Every two years, British insurance brokerage Aon surveys the U.K.’s top 2000 public and private sector organizations about their risk management strategies. In 1995 and 1997, fire was considered the greatest risk, while risk to corporate reputation didn’t even make the top 10. In 1999, business interruption was considered the greatest risk, and reputation risk made its debut on the list at number four. This year, in an indication of how seriously senior executives are beginning to take corporate reputation management, reputation risk was the number one concern of executives.
Aon believes the growing concern about reputation risk arises out of the rapid changes taking place in the global business environment, ranging from mergers and consolidation to the growing impact of the Internet. (The second greatest concern of executives surveyed this year was that their companies were failing to change fast enough to stay ahead of or keep up with their competition.)
These factors and others have led a significant number of executives to recognize the very real value of “soft” assets such as reputation, the company says.

“Either directly or indirectly, the majority of every organization’s value is made up of reputation,” says Deborah Durkin, managing director of client service in Aon’s corporate division. “Brands alone can be valued in millions or even billions of pounds. Most other intangible assets—skills, knowledge, know-how, strategic alliances, relationships—are interdependent with an organization's reputation.”

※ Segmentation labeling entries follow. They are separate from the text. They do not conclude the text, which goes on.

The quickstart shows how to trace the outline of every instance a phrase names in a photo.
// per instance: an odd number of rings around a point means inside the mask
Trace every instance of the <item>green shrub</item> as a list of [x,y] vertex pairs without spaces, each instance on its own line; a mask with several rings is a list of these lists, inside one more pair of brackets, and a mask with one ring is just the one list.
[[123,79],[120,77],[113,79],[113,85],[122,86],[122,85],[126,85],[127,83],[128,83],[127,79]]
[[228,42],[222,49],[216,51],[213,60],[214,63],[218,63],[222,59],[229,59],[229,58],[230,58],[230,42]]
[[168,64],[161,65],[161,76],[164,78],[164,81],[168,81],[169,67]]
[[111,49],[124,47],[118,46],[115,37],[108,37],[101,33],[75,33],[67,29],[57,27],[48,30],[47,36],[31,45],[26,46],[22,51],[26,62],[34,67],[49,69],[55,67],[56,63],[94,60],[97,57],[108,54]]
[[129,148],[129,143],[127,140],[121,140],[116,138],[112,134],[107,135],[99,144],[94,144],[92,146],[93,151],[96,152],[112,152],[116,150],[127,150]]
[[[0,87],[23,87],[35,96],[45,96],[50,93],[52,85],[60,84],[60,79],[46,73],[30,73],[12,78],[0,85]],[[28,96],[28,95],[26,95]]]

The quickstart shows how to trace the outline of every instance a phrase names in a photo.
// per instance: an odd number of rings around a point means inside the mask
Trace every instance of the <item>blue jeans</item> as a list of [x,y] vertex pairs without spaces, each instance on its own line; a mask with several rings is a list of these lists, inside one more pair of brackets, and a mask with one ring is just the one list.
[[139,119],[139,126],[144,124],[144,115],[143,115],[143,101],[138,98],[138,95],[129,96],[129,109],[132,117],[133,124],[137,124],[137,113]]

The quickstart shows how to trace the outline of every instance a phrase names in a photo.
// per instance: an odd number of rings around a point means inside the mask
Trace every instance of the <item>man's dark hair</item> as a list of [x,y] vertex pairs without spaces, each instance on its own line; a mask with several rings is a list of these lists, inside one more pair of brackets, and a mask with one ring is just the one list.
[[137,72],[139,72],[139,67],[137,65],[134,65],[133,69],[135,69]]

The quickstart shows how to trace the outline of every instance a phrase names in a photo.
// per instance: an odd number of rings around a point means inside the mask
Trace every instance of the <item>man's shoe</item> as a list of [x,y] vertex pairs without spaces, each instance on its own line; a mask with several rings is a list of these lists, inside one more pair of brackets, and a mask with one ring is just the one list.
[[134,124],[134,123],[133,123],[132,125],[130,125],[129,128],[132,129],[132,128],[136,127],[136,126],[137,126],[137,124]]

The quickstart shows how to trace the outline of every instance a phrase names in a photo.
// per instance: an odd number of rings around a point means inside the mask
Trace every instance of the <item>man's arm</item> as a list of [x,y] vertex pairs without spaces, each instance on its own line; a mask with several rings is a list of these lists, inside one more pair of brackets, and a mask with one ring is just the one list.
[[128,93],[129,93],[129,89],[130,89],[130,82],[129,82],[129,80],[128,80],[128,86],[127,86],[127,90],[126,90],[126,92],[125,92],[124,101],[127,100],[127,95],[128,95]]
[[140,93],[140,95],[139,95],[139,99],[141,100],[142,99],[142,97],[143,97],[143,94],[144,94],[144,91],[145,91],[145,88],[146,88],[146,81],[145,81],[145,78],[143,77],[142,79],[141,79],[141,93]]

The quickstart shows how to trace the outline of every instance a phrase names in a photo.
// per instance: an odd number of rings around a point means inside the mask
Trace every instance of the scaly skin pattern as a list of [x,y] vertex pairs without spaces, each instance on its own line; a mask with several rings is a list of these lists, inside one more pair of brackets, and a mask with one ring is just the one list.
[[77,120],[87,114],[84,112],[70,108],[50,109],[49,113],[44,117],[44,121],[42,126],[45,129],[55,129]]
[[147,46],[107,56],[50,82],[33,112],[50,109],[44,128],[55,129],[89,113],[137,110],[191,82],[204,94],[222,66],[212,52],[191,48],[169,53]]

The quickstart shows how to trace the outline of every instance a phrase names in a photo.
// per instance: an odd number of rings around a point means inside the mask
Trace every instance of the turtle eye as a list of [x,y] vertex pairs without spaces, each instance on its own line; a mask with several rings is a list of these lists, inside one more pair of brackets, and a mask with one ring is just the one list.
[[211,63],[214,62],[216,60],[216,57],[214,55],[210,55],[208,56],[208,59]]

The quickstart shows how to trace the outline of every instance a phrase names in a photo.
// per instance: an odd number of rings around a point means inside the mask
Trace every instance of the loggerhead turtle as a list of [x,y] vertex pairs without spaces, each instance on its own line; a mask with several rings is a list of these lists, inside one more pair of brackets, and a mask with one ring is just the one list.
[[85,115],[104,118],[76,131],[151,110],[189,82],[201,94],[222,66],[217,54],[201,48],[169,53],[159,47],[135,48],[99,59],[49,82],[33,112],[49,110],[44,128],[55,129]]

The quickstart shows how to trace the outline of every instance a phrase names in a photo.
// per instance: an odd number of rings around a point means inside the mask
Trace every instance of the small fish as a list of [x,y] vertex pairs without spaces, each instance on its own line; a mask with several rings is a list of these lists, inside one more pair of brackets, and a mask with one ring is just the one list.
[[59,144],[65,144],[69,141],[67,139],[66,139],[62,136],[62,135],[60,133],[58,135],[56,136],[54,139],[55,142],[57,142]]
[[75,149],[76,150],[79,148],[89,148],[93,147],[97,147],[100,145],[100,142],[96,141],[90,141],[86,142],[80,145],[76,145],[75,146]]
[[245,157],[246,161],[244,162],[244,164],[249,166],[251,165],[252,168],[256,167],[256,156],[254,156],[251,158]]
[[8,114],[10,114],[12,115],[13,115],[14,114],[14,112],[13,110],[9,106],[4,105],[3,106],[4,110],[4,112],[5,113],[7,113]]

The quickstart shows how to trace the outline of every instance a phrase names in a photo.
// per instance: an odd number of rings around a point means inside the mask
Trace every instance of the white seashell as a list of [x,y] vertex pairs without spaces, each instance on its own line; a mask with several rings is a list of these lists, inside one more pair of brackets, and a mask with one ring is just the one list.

Yet despite growing concern among U.K. companies about the threats to their reputations, the survey also found that only 21 percent have quantified their brand value or reputation in financial terms. According to Aon, “Companies are failing to determine the value of intangibles at risk, even though they comprise a greater percentage of most companies’ net worth today.” Indeed, the company estimates that physical assets now represent less than 25 percent of the net worth of most companies—down from 75 percent a decade ago.
According to Jo Macdonald, director of Aon’s business risk consulting practice in London, the finding that managers are concerned about reputation risk  is entirely consistent with the outcomes of strategic risk assessment exercises that Aon has conducted for clients. Aon’s Reputation Risk Managament process is designed to minimize the risk of reputational crisis and to minimize the potential damage if a crisis should occur.

According to Aon, “The insurance industry, and most of the risk management specialists that feed off it, have long promoted the idea that reputation risk is triggered by catastrophic events that happen despite the organization’s best efforts,” such as product contamination or product contamination. But in reality, the group says, the majority of reputation risk arises not because of uncontrollable external forces but rather because of organizational behavior and management failure.

It cites examples such as the well-publicized case of Royal Bank of Scotland, which entered into a strategic alliance with American televangelist—and fringe presidential candidate—Pat Robertson and then lost both private and commercial customers after Robertson charged on air that Scotland was too tolerant of homosexuals.
“There are two apparent common denominators in all of these, and in the many more instances of reputation damage that are in the public domain,” Aon says. “The first is a lack of awareness of the potential importance of the organization's reputation; the second is that no person, or group of people, ‘owned’ the organization's reputation risk and were thus empowered to protect it. Just having a public relations function does not qualify as PR people have little influence over the causes of reputation damage and yet are expected to perform the impossible if it all goes wrong.”